On Sun, 25 Jan 2009, Richard Hughes wrote:
> +	/* good batteries update full_charge as the batteries degrade */
> +	if (battery->full_charge_capacity != ACPI_BATTERY_VALUE_UNKNOWN &&
> +	    battery->full_charge_capacity != 0) {
> +		percentage = (100 * battery->capacity_now) / battery->full_charge_capacity;
> +		if (percentage > 90)
> +			return 1;

You guys have to remember that the hardware can know when the cells are
physically full.  That has _nothing_ to do with any level estimation,
battery cells behave differently when they are full, and that's what the
overcharge protection circuitry detects.

So, the above test will still break on any proper battery subsystem with the
high watermark set below 100%, as those systems update full_charge_capacity
*only* when the cells really are full (and not because the EC decided to
stop the charging before they were full).
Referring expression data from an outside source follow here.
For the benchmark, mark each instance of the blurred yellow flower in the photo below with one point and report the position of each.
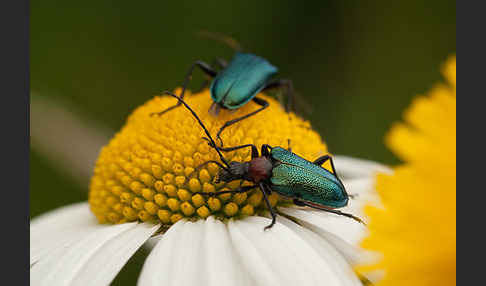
(144, 172)
(416, 229)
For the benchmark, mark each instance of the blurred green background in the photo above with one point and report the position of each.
(358, 63)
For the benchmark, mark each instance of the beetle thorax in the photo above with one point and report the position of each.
(260, 169)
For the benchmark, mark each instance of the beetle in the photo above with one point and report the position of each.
(237, 83)
(282, 171)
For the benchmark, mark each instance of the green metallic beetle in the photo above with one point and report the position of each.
(237, 83)
(279, 170)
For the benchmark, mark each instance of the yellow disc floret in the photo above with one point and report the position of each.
(147, 171)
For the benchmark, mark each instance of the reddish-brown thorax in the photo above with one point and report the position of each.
(260, 169)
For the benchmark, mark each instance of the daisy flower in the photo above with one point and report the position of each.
(416, 229)
(142, 190)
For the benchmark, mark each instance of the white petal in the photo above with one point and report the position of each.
(105, 264)
(279, 256)
(223, 265)
(158, 265)
(364, 193)
(329, 254)
(63, 264)
(343, 233)
(349, 167)
(60, 228)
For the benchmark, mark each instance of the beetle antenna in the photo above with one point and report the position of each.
(202, 125)
(230, 42)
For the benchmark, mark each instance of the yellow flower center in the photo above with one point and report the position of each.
(146, 172)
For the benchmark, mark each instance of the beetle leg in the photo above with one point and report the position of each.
(321, 160)
(263, 103)
(254, 150)
(243, 189)
(290, 91)
(207, 69)
(206, 163)
(266, 150)
(201, 124)
(269, 206)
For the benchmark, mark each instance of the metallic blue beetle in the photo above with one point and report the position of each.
(278, 169)
(237, 83)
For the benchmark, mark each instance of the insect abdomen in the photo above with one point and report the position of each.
(241, 80)
(298, 178)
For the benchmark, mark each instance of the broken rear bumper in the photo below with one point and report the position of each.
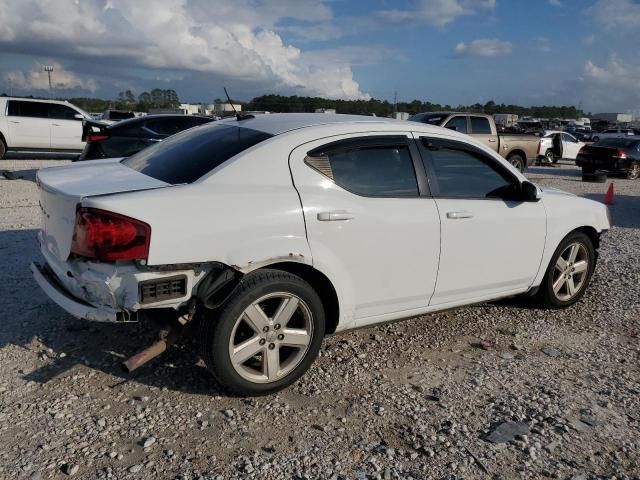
(66, 301)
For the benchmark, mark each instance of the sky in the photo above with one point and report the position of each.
(526, 52)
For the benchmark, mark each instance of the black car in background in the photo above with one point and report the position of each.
(127, 137)
(612, 155)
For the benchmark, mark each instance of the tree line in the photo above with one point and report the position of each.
(279, 103)
(159, 98)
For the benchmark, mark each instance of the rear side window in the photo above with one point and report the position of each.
(480, 125)
(21, 108)
(187, 156)
(373, 171)
(61, 112)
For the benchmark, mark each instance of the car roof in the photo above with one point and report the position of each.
(129, 121)
(278, 123)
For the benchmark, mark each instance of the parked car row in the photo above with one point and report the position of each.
(52, 126)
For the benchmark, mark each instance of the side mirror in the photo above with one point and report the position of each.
(530, 192)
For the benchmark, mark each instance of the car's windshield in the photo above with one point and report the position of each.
(187, 156)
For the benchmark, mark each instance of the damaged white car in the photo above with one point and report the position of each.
(269, 233)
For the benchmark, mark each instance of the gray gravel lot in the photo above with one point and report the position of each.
(558, 391)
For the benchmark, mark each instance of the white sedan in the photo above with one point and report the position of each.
(269, 233)
(555, 145)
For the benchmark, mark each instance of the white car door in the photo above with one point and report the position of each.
(66, 130)
(28, 124)
(571, 146)
(492, 242)
(369, 225)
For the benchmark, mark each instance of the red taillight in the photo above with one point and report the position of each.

Thus, it will break if you set the threshold to stop charging (high
watermark) above 90% but below 100% on a T-, X-, R- or W-series ThinkPad,
for example.

The test would still have to be:
	if (battery->full_charge_capacity != ACPI_BATTERY_VALUE_UNKNOWN &&
	    battery->full_charge_capacity != 0 &&
	    battery->capacity_now == battery->full_charge_capacity)
		return 1;

or, if there is crap so bad out there that requires it:
	if (battery->full_charge_capacity != ACPI_BATTERY_VALUE_UNKNOWN &&
	    battery->full_charge_capacity != 0 &&
	    battery->capacity_now == battery->full_charge_capacity) {
		percentage = (100 * battery->capacity_now) / battery->full_charge_capacity;
		if (percentage > 90)
			return 1;

to work well on proper battery firmware set to stop before the battery is
full.

If that can't work well enough with the crap out there, I am out of ideas,
and I'd say we'd have to quirk either the good or the bad systems to
properly implement the FULL state.

As for the sub-second "blinks" the EC does in battery states, if one wants
to avoid that, better report states only after they have been stable for one
or two seconds.  Not that a report of CHARGING->IDLE->FULL is incorrect or a
problem IMHO, but I don't know if that's what you guys are observing.

-- 
  "One disk to rule them all, One disk to find them. One disk to bring
  them all and in the darkness grind them. In the Land of Redmond
  where the shadows lie." -- The Silicon Valley Tarot
  Henrique Holschuh

  parent reply	other threads:[~2009-01-25 13:42 UTC|newest]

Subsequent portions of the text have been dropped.